Edit: Even the results in REPL are not always reproducibly. Don't use the is operator for str, bytes, int, float.

I guess the AST-Parser and/or Bytecode optimizer scans for equal literals and replaces them with a reference to the same object.
This explains why the first result is True and the second one False.
In interactive mode (repl) a and b referring to two different str objects.

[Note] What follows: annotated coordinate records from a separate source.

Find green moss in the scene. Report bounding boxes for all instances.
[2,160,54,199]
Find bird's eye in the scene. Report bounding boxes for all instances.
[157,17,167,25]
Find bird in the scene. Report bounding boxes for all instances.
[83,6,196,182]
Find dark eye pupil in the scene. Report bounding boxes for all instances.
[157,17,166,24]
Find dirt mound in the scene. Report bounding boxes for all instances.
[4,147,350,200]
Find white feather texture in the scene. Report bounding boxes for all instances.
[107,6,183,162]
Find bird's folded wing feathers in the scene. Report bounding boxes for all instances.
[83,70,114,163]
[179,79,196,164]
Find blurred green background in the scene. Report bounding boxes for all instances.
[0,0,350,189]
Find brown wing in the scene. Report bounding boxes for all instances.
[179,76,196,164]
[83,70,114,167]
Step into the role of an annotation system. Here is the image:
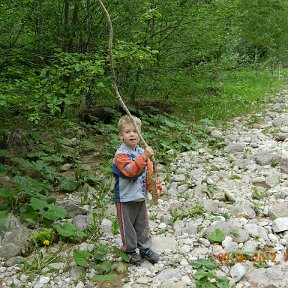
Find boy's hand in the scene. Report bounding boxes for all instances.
[143,146,154,158]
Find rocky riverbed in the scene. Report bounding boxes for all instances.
[0,90,288,288]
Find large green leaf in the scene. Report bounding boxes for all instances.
[0,188,18,198]
[73,250,91,268]
[95,261,112,273]
[30,197,67,221]
[208,229,225,243]
[0,211,9,228]
[92,274,118,282]
[113,246,130,263]
[59,177,79,192]
[53,222,86,238]
[0,165,8,176]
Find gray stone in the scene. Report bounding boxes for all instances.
[246,263,288,288]
[245,223,268,240]
[60,200,87,218]
[0,243,21,259]
[224,143,244,153]
[269,202,288,220]
[153,268,181,284]
[280,158,288,174]
[152,236,177,253]
[255,151,280,166]
[230,263,247,282]
[72,215,92,231]
[231,205,256,219]
[203,218,249,243]
[272,217,288,233]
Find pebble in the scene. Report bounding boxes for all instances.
[0,91,288,288]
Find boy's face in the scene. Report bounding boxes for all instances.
[119,123,139,150]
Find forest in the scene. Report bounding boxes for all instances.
[0,0,288,284]
[0,0,288,123]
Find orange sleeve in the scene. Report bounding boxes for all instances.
[146,160,162,192]
[115,153,147,177]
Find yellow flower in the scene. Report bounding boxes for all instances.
[43,239,50,246]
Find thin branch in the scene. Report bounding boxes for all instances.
[97,0,158,204]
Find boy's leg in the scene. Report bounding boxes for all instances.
[116,202,139,253]
[134,201,152,250]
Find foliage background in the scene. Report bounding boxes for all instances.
[0,0,288,123]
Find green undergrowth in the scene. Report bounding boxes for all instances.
[172,68,288,124]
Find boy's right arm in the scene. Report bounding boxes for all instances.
[115,153,147,177]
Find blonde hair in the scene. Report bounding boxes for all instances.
[118,115,142,132]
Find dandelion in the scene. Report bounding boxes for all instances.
[43,239,50,246]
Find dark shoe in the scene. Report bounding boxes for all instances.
[140,248,159,264]
[127,251,141,264]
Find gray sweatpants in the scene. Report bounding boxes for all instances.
[116,201,152,253]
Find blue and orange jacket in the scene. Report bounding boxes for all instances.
[112,143,162,203]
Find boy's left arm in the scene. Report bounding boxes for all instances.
[146,159,162,198]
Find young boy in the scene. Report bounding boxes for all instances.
[112,115,162,264]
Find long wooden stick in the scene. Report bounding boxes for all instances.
[97,0,158,205]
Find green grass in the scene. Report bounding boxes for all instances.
[173,69,288,122]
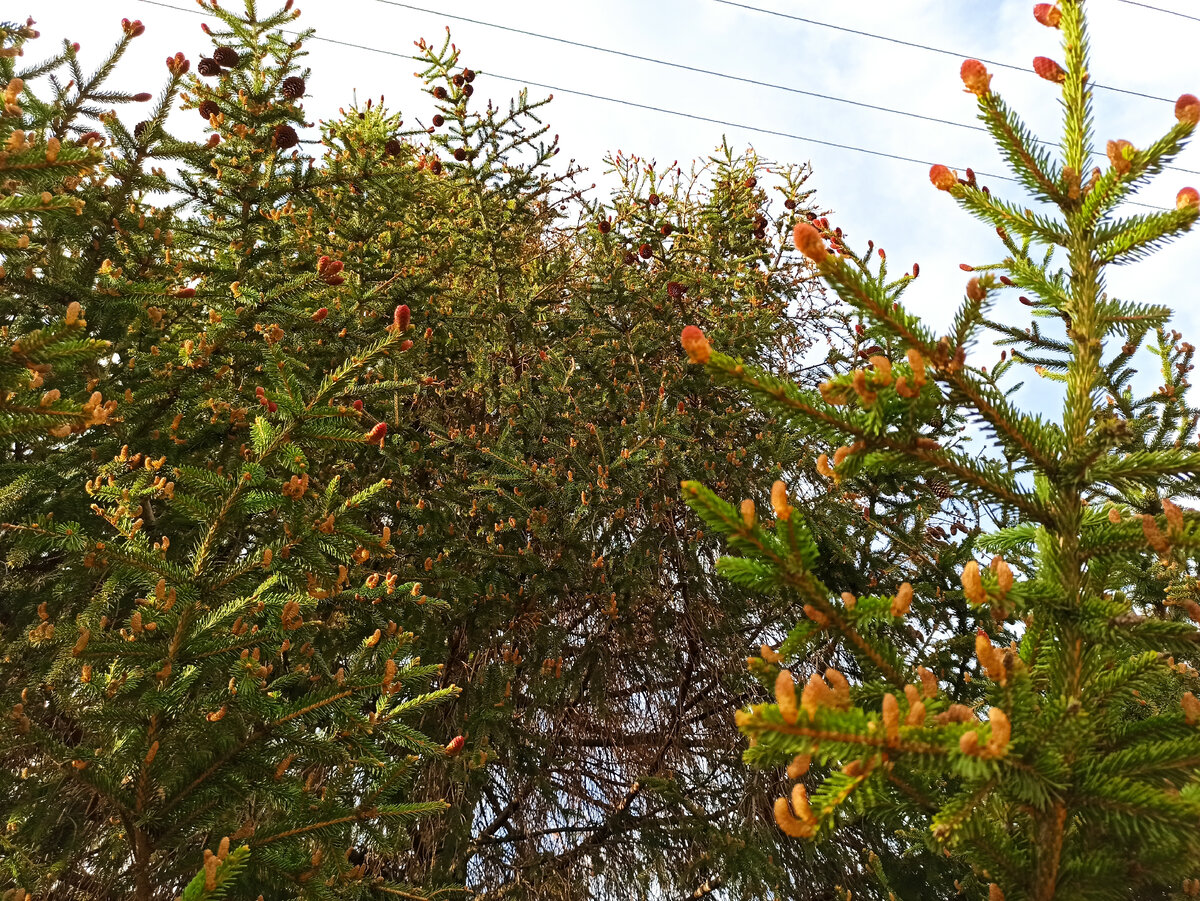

Use only the is operator, if you want to check Identity.
You can check the identity of Singletons like None, True, False, ....
Also of all other objects like list, tuple, dict, set, functions, classes, types.
Surprise, also for str and bytes, but not if you create new literals.
WORK = "work"
RUN = "run"
STOP = "stop"

def some_function(choice):
    if choice is WORK:
        print('Go to work')
    elif choice is RUN:
        print('You are late. Run baby..')
    elif choice is STOP:
        print('Go Home.')
    else:
        print('Got invalid input')

some_function("work") # <- invalid input
some_function(WORK)
"work" is not WORK and "run" is not RUN and "stop" is not STOP
The good thing is, if you enter this in Python 3.8, you get a nice SyntaxWarning and there is some auto correction going on in the background.
Error:
SyntaxWarning: "is not" with a literal. Did you mean "!="?
With mutable objects this should be clear.
d1 = {}
d2 = {}
The name d1 refers to a dict
The name d2 refers to another new dict
Same for tuple- list-literals.

Now a example with immutable objects:
a = 5
b = 5
Name a and name b should refer to two different objects.
But this it not the case. The Python interpreter creates a range of numbers in memory and literals like the 5 is reusing the object for 5 from memory. But this is not the case for bigger numbers. You know, memory is limited.

The differences you see, comes from optimization and implementation details.
If you want to check for equality, don't use the is operator.